Pour Claude Lévi-Strauss, « le conte consiste en une transposition affaiblie de thèmes dont la réalisation amplifiée est le propre du mythe »(Lévi-Strauss, 1996 : 154). Ainsi, c’est parce que le conte est une forme affaiblie du mythe qu’il se prête mal à l’analyse structurale : « si le conte travaille avec des oppositions minimisées, celles-ci seront d’autant plus difficiles à identifier ; et la difficulté s’accroît du fait que, déjà très petites, elles marquent un flottement qui permet le passage à la création littéraire » (Lévi-Strauss, 1996 : 154). On peut donc en inférer que, si la portée d’une analyse structurale des contes folkloriques n’est pas grande, elle est encore plus réduite dans le cas où le corpus est, à l’instar du nôtre, constitué de contes littéraires et de nouvelles.

Il ne s’agit donc pas, dans cette partie, de nous livrer à une étude tout à la fois synchronique et diachronique des récits flaubertiens et conradiens, mais plutôt de mettre en évidence les points communs entre, d’une part, les récits que sont les mythes et les contes folkloriques et, d’autre part, les Trois Contes et les récits de Tales of Unrest.

Ce qui rapproche l’ensemble de ces récits, c’est l’oralité. Cette dernière est loin d’être uniforme.

D’un côté, comme l’a noté Lévi-Strauss, « des prescriptions et prohibitions s’attachent parfois à l’un et pas à l’autre (récitation des mythes à certaines heures, ou pendant une saison seulement, les contes pouvant, en raison de leur nature “profane” être narrés n’importe quand) » (Lévi-Strauss, 1996 : 153).

D’un autre côté, l’oralité proprement dite, certes, n’existe plus, dans la mesure où la culture orale (celle des mythes et des contes folkloriques) a cédé la place à la culture scripturale (celle des Trois Contes et des Tales of Unrest). Il est néanmoins possible de la déceler dans les effets d’oralité, c’est-à-dire dans ces moments où le conte littéraire fait comme s’il ressortissait à une culture orale.

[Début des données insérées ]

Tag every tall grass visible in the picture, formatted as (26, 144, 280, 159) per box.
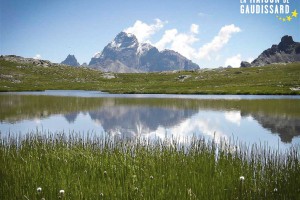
(1, 132, 299, 199)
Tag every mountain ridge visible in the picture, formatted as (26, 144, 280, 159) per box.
(88, 32, 200, 73)
(241, 35, 300, 67)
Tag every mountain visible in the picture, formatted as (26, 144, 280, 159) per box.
(81, 62, 88, 67)
(241, 35, 300, 67)
(88, 32, 200, 73)
(61, 54, 80, 67)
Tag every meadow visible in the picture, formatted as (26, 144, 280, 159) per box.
(1, 59, 300, 199)
(1, 132, 299, 199)
(0, 59, 300, 95)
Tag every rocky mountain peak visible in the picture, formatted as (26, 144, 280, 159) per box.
(280, 35, 295, 46)
(137, 43, 154, 56)
(278, 35, 296, 52)
(88, 32, 200, 73)
(61, 54, 80, 67)
(240, 35, 300, 67)
(109, 32, 138, 50)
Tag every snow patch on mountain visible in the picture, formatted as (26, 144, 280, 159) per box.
(137, 43, 153, 56)
(93, 52, 102, 58)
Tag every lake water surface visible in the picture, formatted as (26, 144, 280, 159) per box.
(1, 90, 300, 149)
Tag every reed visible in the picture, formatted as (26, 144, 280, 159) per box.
(0, 132, 299, 199)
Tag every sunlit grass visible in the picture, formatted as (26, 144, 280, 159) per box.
(1, 59, 299, 95)
(0, 132, 299, 199)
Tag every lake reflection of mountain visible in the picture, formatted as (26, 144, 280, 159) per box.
(61, 106, 300, 143)
(250, 114, 300, 143)
(1, 93, 300, 144)
(64, 113, 79, 123)
(88, 106, 197, 138)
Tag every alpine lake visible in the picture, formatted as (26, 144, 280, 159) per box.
(1, 90, 299, 150)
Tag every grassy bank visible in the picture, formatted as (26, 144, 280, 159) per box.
(1, 133, 299, 199)
(0, 60, 300, 94)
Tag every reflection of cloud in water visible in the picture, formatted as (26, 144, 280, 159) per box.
(93, 119, 101, 126)
(224, 111, 241, 126)
(60, 104, 299, 146)
(246, 116, 254, 121)
(147, 112, 227, 143)
(88, 106, 197, 139)
(34, 118, 41, 124)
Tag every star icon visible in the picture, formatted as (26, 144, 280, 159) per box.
(292, 9, 298, 18)
(287, 16, 292, 21)
(282, 18, 286, 22)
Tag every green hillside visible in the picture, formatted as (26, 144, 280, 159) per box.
(0, 59, 299, 94)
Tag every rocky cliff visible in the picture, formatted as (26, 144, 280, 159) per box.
(241, 35, 300, 67)
(89, 32, 200, 73)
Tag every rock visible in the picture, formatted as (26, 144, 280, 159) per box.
(88, 31, 200, 73)
(240, 61, 252, 68)
(177, 75, 192, 82)
(102, 73, 116, 79)
(61, 54, 80, 66)
(290, 87, 300, 91)
(0, 55, 54, 67)
(251, 35, 300, 67)
(278, 35, 295, 52)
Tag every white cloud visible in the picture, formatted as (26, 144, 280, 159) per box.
(198, 12, 210, 17)
(155, 24, 240, 61)
(34, 54, 42, 60)
(155, 25, 199, 59)
(169, 33, 199, 59)
(124, 19, 166, 42)
(155, 29, 178, 51)
(197, 24, 241, 60)
(125, 20, 241, 66)
(225, 111, 241, 126)
(225, 54, 242, 68)
(190, 24, 199, 34)
(247, 57, 254, 63)
(225, 55, 255, 68)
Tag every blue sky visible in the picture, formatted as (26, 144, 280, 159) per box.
(1, 0, 299, 68)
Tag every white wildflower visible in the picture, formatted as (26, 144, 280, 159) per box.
(239, 176, 245, 181)
(37, 187, 42, 193)
(59, 189, 65, 195)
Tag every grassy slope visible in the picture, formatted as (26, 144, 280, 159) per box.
(1, 134, 299, 199)
(0, 60, 299, 94)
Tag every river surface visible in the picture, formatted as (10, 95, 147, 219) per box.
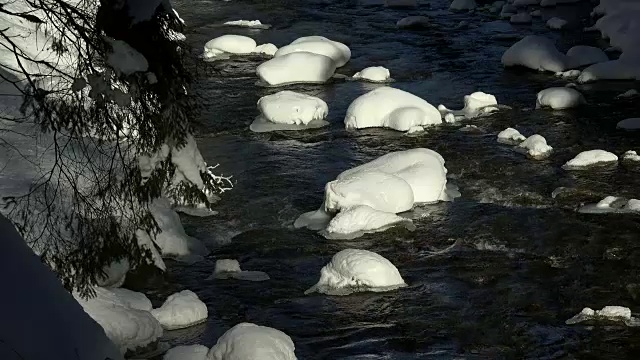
(146, 0, 640, 358)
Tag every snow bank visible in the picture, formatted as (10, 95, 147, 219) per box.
(623, 150, 640, 163)
(438, 91, 498, 120)
(517, 135, 553, 160)
(510, 13, 532, 24)
(208, 323, 297, 360)
(385, 0, 417, 7)
(164, 345, 209, 360)
(497, 127, 526, 145)
(536, 87, 585, 109)
(275, 36, 350, 67)
(562, 150, 618, 170)
(566, 45, 608, 68)
(352, 66, 392, 82)
(578, 196, 640, 214)
(397, 16, 430, 29)
(250, 91, 329, 132)
(107, 39, 149, 75)
(204, 35, 257, 59)
(208, 259, 270, 281)
(257, 52, 337, 86)
(617, 118, 640, 130)
(305, 249, 406, 295)
(151, 290, 208, 330)
(322, 205, 415, 240)
(150, 198, 208, 262)
(450, 0, 477, 11)
(502, 35, 568, 72)
(566, 306, 638, 326)
(344, 87, 441, 131)
(76, 287, 163, 354)
(546, 17, 568, 30)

Ainsi, étant donné que, d’une part, Propp et Lévi-Strauss ont adopté une approche structurale, et que, d’autre part, les corpus de ces deux chercheurs sont constitués de récits oraux, il est patent que le fait que certaines remarques de Propp et Lévi-Strauss puissent s’appliquer à la structure des récits de notre corpus met en relief les effets d’oralité structuraux qui figurent dans les Trois Contes et les Tales of Unrest.

Notes
187.

Vladimir Propp, Morphologie du conte (1965), (Paris, Seuil, « Points », 1970), p. 146. Les références à cet ouvrage seront désormais indiquées sous la forme suivante : (Propp, 1970 : 146).

188.

Claude Lévi-Strauss, « La structure et la forme », Anthropologie structurale deux (1973), (Paris, Pocket, 1996), p. 142. Les références à cet ouvrage seront désormais indiquées sous la forme suivante : (Lévi-Strauss, 1996 : 142).

189.

Voir à ce sujet : Evguéni Mélétinski, « L’étude structurale et typologique du conte », Morphologie du conte, (Paris, Seuil, « Points », 1970), p. 202. Les références à cet article seront désormais indiquées sous la forme suivante : (Mélétinski, 1970 : 202).

190.

Cette explication historique « fut développé ultérieurement dans une vaste recherche fondamentale, les Racines historiques du conte merveilleux (publié en 1946) » (Mélétinski, 1970 : 202).

191.

Claude Lévi-Strauss, « La structure des mythes », Anthropologie structurale (1958), (Paris, Pocket, 1974), I, p. 243. Les références à cet ouvrage seront désormais indiquées sous la forme suivante : (Lévi-Strauss, 1974 : 243).